Le P. Charles Morerod, dominicain, Suisse de langue française, après beaucoup de craintes et hésitations, a accepté à la demande du Pape de devenir évêque de Lausanne, Fribourg, Genève. C’est en effet presque une mission-suicide qu’accepte ce proche de Benoît XVI, tant l’état doctrinal et disciplinaire de l’Église de Suisse est désastreux. Le Pape espère que le P. Morerod pourra remplir en ce pays le rôle que trop faible cardinal Schönborn n’a pas su jouer dans l’Autriche voisine.
Charles Moredod, originaire de Gruyère, est issu d’une famille mixte catholique et protestante. Polyglotte, il enseigne en italien, parle très couramment l’allemand et l’espagnol. Sa parfaite maîtrise de l’anglais, et de fréquents séjours aux États-Unis font que son univers habituel, avant de prendre de hautes fonctions à l’Université de l’Angelicum, à Rome, était le monde anglophone.
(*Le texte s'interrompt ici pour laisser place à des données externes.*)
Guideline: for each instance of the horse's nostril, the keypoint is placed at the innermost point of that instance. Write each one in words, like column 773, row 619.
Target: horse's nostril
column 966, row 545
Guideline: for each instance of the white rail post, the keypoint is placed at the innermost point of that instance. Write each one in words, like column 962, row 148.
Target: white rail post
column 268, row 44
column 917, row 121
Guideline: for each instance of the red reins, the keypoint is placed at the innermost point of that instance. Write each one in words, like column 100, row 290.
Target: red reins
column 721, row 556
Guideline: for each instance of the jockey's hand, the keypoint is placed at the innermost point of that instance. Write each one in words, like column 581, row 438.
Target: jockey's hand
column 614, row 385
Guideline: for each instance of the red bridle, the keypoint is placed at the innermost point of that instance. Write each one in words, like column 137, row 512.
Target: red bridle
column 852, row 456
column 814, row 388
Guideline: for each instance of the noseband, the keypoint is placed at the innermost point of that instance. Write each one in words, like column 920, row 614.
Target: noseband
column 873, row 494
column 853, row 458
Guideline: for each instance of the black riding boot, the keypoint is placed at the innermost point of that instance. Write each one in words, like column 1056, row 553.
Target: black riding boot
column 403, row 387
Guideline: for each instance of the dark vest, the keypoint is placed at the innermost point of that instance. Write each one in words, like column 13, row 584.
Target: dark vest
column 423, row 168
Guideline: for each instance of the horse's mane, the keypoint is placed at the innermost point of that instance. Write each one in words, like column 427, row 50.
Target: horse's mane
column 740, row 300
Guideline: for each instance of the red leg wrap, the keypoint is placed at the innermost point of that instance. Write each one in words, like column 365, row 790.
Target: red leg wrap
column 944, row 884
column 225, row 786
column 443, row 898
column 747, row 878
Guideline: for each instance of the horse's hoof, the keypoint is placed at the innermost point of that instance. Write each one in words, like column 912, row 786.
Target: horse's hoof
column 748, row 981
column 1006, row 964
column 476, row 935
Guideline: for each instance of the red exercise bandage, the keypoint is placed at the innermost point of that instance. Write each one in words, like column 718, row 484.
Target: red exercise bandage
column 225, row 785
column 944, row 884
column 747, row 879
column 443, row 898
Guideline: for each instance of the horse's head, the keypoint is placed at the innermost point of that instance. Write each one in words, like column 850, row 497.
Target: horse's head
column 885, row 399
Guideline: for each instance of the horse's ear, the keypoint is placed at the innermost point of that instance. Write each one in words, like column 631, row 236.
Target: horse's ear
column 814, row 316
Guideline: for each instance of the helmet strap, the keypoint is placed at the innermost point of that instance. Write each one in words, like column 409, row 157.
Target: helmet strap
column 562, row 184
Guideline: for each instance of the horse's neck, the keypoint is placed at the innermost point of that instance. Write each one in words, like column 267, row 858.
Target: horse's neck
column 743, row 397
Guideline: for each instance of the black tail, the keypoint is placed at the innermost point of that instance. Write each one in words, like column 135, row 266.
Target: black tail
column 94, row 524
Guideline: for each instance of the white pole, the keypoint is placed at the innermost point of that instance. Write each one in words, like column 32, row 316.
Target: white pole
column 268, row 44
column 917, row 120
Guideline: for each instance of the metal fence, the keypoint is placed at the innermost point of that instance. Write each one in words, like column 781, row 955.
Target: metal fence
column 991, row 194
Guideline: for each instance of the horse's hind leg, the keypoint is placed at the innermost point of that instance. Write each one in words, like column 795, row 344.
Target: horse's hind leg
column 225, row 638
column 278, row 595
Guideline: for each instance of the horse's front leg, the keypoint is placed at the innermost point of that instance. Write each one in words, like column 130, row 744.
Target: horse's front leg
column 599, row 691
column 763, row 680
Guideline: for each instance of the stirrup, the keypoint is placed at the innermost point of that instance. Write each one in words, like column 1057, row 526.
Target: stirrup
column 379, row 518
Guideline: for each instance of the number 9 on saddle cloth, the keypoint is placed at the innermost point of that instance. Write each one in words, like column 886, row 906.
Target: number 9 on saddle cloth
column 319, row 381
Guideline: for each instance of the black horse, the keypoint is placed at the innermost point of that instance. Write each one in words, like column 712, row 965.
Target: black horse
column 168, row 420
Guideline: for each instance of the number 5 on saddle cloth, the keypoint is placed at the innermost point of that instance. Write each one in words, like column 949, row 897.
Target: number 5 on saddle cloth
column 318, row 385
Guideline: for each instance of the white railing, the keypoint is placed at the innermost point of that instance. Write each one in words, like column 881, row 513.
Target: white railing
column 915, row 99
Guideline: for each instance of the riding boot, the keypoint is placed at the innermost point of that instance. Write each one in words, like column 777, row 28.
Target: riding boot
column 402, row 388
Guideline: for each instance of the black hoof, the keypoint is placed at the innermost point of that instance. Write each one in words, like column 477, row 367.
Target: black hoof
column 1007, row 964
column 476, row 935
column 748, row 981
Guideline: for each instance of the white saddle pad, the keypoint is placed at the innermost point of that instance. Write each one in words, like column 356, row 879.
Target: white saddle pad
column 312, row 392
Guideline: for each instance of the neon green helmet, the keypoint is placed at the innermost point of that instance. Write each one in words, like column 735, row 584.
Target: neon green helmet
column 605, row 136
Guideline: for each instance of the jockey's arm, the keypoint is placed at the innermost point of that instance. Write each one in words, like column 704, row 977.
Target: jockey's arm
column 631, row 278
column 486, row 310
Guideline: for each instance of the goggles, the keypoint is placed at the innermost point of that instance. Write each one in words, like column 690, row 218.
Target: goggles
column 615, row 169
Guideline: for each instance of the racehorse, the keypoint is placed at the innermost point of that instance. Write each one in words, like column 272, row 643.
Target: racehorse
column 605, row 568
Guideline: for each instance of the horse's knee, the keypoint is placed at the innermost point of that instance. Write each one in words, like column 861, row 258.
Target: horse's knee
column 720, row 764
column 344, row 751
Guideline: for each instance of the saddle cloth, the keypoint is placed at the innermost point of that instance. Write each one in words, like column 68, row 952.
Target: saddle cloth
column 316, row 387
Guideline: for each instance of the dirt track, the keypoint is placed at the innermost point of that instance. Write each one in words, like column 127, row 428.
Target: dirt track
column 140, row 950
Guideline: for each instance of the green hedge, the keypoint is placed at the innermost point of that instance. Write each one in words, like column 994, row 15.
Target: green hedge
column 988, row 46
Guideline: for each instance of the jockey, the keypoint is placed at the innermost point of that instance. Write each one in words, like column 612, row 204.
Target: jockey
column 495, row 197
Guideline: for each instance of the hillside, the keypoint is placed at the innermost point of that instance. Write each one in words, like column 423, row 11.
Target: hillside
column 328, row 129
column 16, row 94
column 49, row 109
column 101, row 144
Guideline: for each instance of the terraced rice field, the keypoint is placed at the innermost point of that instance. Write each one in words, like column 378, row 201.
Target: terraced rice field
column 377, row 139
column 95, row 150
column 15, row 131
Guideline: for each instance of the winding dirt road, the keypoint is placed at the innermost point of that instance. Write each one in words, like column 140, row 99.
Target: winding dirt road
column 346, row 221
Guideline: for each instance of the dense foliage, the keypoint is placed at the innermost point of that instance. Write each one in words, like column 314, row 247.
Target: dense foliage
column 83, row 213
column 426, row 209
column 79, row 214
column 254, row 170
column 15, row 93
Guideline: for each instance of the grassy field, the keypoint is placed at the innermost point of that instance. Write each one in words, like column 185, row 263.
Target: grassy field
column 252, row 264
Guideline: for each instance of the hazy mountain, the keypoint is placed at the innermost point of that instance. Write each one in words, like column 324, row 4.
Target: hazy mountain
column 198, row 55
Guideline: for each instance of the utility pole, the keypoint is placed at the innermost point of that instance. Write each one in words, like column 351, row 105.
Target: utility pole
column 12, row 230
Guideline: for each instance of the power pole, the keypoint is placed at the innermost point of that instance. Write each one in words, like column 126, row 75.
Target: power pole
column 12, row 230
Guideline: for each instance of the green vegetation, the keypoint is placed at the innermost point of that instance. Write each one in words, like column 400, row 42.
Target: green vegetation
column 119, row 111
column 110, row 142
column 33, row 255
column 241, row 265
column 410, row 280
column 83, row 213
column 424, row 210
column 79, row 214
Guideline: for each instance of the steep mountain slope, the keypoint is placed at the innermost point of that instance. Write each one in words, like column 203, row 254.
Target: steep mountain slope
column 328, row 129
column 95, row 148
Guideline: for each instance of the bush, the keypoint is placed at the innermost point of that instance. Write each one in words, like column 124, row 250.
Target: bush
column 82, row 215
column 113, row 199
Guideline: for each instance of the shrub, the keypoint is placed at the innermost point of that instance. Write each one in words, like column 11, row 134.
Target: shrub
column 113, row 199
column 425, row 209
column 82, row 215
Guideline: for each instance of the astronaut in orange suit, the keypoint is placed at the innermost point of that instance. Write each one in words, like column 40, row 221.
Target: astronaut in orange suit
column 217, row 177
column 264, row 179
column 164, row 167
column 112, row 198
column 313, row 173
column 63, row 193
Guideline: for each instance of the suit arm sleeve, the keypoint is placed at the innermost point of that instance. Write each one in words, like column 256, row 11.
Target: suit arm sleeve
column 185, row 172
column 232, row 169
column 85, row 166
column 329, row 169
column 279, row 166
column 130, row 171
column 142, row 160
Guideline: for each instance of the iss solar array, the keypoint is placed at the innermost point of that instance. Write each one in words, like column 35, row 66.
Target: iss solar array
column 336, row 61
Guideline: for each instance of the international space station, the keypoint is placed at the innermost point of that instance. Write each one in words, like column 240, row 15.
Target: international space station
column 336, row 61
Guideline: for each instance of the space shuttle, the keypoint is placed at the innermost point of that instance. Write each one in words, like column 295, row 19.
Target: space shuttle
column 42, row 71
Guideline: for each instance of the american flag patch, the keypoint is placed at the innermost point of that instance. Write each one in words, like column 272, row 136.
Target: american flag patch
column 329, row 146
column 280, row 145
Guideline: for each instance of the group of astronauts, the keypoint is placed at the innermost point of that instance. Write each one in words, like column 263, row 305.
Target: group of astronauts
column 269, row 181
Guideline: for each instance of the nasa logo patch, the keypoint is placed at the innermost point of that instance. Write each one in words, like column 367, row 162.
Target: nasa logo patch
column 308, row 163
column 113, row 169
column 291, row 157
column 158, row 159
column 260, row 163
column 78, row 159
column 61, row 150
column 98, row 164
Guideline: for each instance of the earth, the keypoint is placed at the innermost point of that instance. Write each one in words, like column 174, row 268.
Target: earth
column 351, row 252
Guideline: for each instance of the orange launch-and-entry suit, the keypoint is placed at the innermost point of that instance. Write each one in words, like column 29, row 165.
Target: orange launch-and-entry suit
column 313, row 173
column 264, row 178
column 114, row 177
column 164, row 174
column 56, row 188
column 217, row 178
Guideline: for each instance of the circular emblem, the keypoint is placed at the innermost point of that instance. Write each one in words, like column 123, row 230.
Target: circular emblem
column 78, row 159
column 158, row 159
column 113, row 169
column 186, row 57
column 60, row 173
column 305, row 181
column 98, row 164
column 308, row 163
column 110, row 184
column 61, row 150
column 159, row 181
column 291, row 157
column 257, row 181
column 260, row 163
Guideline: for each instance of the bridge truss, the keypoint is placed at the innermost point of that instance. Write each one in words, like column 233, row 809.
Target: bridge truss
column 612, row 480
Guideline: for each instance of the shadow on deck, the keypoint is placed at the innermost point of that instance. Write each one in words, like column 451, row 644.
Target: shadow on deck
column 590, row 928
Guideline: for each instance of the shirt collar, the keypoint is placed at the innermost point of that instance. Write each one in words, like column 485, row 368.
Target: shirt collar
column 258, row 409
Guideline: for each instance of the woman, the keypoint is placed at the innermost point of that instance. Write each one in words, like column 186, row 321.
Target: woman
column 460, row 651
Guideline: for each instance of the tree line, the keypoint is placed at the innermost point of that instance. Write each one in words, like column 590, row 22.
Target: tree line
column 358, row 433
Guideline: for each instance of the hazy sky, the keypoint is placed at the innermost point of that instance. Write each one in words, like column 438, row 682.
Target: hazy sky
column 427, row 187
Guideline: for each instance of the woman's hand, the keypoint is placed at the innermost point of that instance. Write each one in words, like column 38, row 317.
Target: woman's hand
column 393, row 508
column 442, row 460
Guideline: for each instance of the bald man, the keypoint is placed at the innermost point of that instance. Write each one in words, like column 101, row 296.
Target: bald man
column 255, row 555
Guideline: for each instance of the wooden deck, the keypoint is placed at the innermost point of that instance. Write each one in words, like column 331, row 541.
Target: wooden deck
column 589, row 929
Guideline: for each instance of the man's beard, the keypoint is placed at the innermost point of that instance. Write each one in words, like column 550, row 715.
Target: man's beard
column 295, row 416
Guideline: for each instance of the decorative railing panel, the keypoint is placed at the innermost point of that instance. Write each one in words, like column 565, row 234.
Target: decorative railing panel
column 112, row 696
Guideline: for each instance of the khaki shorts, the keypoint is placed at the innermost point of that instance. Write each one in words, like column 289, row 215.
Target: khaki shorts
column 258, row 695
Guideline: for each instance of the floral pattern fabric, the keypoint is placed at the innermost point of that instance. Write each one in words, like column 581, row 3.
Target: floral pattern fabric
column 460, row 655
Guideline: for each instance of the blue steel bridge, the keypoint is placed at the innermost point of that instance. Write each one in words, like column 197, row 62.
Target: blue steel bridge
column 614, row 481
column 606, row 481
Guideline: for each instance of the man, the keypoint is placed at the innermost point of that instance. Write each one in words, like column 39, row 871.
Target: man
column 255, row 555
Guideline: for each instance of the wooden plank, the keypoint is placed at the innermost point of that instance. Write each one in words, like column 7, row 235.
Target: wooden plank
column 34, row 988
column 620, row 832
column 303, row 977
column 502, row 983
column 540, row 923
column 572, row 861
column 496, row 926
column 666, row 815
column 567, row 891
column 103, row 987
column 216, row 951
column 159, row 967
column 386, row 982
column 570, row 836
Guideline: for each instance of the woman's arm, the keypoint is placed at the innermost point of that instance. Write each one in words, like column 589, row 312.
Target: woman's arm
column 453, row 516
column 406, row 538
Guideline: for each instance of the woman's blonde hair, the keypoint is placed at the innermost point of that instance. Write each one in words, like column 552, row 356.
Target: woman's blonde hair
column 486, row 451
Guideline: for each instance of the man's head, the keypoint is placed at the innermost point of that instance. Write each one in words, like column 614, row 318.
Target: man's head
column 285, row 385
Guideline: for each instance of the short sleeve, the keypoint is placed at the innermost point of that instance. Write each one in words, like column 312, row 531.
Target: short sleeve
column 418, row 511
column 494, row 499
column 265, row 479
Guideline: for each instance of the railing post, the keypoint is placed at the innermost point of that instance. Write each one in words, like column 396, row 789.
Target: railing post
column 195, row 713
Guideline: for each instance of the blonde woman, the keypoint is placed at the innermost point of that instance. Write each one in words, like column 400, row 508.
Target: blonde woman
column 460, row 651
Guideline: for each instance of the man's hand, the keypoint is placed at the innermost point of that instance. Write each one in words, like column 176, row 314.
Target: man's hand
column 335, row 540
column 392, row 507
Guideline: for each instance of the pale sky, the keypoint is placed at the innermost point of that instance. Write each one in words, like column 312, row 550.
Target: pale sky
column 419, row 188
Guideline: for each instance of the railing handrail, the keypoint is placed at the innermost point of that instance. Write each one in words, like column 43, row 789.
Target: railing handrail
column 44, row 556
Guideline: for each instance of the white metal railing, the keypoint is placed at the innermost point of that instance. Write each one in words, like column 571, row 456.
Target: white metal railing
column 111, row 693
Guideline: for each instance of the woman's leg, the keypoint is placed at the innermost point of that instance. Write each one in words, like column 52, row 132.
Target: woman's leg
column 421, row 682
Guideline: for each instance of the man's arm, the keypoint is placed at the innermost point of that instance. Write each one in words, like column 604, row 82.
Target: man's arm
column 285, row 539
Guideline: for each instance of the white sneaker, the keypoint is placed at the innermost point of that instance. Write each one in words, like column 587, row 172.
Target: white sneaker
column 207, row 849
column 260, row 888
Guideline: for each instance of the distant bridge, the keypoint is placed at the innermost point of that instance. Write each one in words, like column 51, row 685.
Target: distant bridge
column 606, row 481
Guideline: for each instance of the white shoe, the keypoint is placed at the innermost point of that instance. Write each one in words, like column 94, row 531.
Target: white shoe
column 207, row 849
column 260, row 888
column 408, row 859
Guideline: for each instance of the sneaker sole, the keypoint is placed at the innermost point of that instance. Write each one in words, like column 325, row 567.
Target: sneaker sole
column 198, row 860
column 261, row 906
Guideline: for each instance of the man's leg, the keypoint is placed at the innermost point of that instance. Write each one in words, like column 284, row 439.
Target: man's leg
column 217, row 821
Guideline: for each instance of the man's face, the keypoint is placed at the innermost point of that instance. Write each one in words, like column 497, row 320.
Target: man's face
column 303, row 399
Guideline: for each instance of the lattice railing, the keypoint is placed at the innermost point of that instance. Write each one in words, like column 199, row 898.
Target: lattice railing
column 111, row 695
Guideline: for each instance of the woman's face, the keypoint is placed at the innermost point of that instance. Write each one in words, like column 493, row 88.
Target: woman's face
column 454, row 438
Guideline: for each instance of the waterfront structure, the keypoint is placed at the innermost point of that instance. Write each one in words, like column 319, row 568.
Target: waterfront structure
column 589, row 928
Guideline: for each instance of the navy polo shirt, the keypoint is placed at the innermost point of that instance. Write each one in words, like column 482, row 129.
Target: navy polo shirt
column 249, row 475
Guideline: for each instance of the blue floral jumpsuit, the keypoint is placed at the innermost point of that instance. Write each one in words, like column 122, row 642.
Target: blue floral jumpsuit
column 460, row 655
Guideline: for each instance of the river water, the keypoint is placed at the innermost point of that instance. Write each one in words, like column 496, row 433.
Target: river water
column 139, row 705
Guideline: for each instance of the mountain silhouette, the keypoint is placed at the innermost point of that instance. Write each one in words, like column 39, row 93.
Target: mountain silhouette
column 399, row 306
Il a fait son noviciat et ses études à Fribourg, en Suisse (la Rome helvétique, dont il devient l’évêque, mais où l’atmosphère n’est plus très romaine, notamment dans la communauté dominicaine), puis à Rome.
Sa thèse de doctorat, présentée à la Faculté de théologie de l’Université de Fribourg, portait sur l’un des plus grands commentateurs de Thomas d’Aquin, Cajetan, qui avait été chargé par Léon X de remettre Luther sur le bon chemin de la foi : Cajetan et Luther en 1518 (Éditions universitaires de Fribourg, 1994). Thème de fond : le dialogue œcuménique ne peut faire abstraction d’un dialogue philosophique, le luthéranisme s’expliquant notamment par une philosophie nominaliste.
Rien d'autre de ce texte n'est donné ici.